2 Breischedes van gedraaid hout en 1 naaldenkoker van bewerkt been
Beschrijving
Een breischede, ook wel breischei of breihout genaamd, is een soort kokertje dat, meestal in schort of broekband, gebruikt werd om tijdens het breien de werknaald in te steken. Door dit steuntje hoefde de naald niet meer vastgehouden te worden, de breisnelheid kon opgevoerd worden, het gewicht van het breisel werd opgevangen, de naald werd ‘verlengd’ en de kleding werd beschermd tegen de vaak scherpe punt van de dunne, metalen naald. Het gebruik van de breischede biedt veel voordelen. Eigenlijk is het vreemd dat dit handige hulpmiddeltje vrijwel geheel in onbruik is geraakt. De oudst gedateerde Engelse breischede is uit 1620 en bevindt zich in het Newark Houses Museum te Leicester.

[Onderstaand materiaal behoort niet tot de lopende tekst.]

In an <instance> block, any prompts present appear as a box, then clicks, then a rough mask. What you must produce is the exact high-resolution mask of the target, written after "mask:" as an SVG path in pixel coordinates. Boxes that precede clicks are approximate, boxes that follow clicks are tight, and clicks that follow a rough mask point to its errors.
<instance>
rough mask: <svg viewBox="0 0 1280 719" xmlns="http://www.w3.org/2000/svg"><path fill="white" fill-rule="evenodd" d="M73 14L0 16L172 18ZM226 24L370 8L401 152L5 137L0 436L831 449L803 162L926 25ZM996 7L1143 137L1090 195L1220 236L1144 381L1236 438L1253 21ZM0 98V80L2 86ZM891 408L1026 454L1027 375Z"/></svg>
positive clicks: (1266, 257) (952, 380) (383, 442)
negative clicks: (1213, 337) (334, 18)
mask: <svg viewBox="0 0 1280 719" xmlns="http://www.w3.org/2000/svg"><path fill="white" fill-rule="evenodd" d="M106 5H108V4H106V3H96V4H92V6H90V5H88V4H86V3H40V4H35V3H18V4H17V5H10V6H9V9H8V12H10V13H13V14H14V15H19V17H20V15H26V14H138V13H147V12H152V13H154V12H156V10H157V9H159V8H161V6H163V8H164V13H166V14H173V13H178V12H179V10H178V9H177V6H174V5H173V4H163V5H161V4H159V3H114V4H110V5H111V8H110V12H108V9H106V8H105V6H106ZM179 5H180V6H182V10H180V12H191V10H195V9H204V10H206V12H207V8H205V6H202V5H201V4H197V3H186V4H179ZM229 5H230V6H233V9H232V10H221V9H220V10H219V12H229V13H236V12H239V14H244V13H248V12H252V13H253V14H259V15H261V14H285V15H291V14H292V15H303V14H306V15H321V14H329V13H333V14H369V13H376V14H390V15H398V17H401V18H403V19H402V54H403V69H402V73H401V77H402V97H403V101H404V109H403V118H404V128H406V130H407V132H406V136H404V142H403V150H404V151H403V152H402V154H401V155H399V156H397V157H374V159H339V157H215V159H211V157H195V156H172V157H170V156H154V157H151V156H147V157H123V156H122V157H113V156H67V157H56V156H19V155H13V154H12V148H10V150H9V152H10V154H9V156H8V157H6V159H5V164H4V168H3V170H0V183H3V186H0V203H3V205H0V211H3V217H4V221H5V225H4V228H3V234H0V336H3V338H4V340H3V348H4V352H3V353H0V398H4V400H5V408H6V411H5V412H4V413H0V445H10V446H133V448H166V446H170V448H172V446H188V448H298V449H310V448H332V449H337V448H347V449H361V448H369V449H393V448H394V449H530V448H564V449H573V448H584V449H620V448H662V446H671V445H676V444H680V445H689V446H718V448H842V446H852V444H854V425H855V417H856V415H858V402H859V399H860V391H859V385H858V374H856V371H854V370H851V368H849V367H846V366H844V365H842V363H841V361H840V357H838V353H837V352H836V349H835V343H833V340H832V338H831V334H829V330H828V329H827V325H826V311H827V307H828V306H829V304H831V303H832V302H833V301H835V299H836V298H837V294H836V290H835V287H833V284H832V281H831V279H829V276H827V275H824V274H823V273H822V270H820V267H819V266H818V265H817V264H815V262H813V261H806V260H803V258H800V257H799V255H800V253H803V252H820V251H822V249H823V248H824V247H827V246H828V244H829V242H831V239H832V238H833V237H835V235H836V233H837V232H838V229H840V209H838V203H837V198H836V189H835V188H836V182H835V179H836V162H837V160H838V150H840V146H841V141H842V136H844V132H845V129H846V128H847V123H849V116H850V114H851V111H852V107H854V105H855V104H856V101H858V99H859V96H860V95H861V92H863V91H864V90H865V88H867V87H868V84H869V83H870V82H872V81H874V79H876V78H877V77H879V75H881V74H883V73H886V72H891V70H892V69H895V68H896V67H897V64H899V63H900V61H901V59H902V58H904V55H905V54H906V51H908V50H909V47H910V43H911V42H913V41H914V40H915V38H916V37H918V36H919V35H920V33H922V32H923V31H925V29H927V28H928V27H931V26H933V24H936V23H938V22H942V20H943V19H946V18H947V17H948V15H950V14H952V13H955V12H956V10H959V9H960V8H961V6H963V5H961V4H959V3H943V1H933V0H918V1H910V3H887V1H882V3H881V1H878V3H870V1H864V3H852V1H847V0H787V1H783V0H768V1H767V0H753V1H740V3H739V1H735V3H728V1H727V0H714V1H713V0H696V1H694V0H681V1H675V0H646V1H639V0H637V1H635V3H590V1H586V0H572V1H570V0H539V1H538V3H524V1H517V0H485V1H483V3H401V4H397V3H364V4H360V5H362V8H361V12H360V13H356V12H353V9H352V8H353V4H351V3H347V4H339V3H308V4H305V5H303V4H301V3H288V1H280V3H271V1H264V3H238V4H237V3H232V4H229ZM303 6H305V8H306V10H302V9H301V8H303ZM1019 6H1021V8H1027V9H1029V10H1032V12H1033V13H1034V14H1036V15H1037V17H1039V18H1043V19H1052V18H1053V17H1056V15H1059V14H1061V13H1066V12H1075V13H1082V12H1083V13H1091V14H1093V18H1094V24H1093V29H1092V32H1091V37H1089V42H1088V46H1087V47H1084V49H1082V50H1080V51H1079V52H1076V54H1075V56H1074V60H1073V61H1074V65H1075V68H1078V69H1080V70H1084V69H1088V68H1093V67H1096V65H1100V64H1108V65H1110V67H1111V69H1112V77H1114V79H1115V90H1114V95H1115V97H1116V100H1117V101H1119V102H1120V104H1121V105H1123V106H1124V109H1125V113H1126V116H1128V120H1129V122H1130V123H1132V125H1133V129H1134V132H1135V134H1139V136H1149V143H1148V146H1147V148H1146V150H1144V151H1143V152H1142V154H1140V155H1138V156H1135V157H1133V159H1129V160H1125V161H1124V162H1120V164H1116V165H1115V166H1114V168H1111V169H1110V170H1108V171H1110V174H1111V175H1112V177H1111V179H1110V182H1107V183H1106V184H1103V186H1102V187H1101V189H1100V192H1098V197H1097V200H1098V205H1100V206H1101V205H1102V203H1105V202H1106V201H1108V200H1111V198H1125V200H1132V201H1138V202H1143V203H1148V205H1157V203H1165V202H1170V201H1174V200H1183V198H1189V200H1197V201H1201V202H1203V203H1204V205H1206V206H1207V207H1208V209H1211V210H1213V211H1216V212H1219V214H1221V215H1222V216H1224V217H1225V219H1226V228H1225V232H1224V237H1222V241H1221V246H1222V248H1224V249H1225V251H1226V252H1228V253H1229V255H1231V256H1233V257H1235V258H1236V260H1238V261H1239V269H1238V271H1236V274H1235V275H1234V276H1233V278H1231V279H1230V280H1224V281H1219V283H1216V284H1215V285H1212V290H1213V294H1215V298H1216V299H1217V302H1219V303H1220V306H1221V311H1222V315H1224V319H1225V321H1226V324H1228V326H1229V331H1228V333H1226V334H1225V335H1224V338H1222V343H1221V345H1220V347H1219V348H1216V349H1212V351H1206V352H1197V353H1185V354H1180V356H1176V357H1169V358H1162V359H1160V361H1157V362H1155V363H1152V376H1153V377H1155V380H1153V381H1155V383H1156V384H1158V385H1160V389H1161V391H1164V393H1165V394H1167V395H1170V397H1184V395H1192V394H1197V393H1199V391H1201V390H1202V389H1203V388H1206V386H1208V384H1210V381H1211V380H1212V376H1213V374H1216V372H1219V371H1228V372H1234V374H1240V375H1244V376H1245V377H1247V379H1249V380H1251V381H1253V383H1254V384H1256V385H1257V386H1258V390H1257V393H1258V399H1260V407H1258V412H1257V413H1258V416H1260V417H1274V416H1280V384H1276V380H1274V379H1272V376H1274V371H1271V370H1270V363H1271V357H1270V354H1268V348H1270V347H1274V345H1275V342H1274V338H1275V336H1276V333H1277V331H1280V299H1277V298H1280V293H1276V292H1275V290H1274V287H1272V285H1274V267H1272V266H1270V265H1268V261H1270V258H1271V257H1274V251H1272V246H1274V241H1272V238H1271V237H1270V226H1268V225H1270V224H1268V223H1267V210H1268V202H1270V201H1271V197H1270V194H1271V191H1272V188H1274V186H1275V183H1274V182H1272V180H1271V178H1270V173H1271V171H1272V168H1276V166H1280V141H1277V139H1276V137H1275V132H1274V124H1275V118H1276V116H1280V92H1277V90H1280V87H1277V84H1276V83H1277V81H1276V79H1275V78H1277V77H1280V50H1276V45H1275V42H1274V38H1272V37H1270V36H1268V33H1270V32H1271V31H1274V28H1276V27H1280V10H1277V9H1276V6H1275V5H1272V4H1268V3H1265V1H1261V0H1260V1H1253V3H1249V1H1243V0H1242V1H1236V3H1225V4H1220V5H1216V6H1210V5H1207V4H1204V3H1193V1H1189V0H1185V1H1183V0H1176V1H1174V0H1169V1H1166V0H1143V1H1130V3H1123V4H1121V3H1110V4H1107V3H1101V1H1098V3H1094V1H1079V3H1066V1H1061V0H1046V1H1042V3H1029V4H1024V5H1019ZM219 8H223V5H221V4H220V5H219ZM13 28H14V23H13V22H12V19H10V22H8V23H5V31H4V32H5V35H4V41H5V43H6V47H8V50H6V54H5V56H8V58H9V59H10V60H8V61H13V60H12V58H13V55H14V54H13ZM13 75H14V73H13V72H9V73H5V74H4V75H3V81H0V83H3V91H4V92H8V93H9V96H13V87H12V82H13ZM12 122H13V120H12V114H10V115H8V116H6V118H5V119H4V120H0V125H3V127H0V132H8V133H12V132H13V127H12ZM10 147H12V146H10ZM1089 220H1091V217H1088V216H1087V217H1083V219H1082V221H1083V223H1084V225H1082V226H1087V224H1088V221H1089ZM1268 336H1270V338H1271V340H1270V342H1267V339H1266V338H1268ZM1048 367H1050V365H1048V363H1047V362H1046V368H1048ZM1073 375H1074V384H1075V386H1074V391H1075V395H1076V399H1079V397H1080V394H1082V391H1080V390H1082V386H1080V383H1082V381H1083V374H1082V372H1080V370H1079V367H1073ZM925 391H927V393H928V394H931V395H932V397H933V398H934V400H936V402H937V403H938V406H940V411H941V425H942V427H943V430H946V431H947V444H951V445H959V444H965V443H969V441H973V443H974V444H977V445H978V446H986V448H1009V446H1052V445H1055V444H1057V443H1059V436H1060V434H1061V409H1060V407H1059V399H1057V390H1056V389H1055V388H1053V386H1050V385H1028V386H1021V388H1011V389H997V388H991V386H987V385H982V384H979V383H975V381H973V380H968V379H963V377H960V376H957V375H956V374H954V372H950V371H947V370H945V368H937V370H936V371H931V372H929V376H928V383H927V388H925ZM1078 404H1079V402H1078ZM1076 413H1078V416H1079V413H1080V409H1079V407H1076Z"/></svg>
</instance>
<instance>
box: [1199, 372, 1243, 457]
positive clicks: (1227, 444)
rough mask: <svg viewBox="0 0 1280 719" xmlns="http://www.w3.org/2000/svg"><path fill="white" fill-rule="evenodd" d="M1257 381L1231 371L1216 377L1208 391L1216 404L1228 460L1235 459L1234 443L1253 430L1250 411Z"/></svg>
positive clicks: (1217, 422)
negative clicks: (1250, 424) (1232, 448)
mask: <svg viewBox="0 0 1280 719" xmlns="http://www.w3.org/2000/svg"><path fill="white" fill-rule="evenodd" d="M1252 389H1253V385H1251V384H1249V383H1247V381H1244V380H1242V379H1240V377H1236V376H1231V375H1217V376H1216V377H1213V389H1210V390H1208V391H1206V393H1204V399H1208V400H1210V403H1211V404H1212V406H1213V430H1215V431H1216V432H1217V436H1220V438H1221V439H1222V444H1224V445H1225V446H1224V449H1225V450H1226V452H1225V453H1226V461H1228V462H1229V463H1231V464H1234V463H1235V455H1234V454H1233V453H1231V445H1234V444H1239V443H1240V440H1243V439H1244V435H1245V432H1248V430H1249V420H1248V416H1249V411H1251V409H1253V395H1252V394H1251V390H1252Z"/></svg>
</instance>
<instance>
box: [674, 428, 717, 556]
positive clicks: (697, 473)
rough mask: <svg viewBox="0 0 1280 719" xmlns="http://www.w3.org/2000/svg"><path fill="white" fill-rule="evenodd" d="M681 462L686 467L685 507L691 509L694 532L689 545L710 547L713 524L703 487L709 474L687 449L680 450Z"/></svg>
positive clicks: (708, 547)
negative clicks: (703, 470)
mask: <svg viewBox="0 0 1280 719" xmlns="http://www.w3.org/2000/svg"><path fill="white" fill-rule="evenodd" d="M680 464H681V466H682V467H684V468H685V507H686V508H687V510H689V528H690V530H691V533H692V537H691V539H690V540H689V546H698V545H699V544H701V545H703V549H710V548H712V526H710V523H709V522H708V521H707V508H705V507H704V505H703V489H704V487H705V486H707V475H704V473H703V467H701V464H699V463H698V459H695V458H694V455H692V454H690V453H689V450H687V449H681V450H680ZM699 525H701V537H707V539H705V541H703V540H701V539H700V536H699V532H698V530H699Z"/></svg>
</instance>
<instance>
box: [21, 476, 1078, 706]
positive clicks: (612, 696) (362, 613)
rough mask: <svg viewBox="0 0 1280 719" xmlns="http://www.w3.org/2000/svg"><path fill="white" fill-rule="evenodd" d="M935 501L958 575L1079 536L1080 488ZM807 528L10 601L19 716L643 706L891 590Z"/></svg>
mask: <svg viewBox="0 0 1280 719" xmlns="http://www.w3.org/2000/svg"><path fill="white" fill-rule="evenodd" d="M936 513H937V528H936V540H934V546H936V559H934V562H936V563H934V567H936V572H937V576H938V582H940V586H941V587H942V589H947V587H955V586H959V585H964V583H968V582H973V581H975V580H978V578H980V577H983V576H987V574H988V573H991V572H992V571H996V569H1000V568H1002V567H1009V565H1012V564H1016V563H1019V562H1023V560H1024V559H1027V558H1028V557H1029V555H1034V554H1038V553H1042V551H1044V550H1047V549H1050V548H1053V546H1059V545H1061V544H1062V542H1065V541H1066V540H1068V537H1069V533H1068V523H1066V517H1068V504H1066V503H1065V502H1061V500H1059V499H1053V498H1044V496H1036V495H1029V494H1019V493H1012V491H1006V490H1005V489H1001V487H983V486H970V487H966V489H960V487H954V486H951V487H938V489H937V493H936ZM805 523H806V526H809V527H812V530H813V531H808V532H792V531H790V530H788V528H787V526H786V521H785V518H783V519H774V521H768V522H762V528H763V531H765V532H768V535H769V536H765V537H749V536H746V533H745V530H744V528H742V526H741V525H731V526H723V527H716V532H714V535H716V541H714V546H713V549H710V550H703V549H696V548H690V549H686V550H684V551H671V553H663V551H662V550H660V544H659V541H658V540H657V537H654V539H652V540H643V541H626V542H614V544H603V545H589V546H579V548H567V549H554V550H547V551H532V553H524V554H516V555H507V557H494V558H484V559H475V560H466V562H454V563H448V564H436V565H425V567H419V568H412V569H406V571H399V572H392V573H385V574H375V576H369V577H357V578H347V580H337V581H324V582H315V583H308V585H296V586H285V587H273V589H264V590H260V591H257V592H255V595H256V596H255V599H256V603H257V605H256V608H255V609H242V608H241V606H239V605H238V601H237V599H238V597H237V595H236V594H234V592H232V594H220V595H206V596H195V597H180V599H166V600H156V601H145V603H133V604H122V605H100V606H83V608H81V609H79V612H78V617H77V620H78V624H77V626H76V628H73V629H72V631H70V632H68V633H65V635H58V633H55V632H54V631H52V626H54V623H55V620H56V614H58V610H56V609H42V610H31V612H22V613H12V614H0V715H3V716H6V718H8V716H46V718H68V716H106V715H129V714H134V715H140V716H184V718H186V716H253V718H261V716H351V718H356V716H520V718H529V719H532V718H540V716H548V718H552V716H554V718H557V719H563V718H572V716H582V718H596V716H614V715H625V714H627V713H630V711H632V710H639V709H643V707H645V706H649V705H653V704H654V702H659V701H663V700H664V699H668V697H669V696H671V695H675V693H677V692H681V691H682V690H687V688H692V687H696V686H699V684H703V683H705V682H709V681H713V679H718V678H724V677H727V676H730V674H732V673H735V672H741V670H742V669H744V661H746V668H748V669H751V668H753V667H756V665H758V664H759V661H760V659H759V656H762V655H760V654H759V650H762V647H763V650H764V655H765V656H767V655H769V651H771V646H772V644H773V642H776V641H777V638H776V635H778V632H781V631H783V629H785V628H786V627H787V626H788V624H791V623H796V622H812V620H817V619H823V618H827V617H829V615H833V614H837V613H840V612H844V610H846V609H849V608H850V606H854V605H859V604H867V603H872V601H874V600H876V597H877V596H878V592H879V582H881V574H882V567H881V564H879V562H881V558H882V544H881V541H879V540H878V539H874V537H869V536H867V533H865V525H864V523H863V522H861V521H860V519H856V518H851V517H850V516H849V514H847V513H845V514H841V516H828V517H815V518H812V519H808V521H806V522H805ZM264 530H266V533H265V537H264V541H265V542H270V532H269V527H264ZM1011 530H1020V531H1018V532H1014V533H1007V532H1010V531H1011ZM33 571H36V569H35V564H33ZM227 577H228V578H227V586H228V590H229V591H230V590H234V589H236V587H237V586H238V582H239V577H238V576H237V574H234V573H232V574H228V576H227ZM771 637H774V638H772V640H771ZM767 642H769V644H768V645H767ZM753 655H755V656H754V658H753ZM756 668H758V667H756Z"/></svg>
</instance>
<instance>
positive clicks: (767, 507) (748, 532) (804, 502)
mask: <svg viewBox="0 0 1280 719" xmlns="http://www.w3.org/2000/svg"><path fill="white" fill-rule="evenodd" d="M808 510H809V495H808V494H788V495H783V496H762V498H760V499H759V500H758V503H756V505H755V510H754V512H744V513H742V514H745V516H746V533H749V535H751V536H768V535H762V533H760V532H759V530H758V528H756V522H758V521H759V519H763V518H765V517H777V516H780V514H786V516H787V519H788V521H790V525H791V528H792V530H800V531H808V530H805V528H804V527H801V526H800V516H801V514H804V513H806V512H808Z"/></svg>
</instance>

De breischede is een stukje gereedschap van ongeveer 20 cm, waarvan de functie op het eerste gezicht niet meer duidelijk is. Eén ding hebben ze gemeen: er zit een gaatje in waar de breinaald ingestoken moet worden. Gemiddeld zakt de breinaald zo’n 2 tot 3 cm in de schede. Schepers (schaapherders), boeren en vissers gebruikten veelal een houten schede, die recht, gebogen of gehoekt was of de vorm van een spatel had. Mannen staken de schede aan of achter hun broekband, middenvoor en rechtop. Meisjes en vrouwen staken de rechte (soms gebogen) breischede achter de schorteband, meestal iets schuin of vrijwel liggend. De breischede werd hoofdzakelijk als ondersteuning gebruikt bij het kousen breien.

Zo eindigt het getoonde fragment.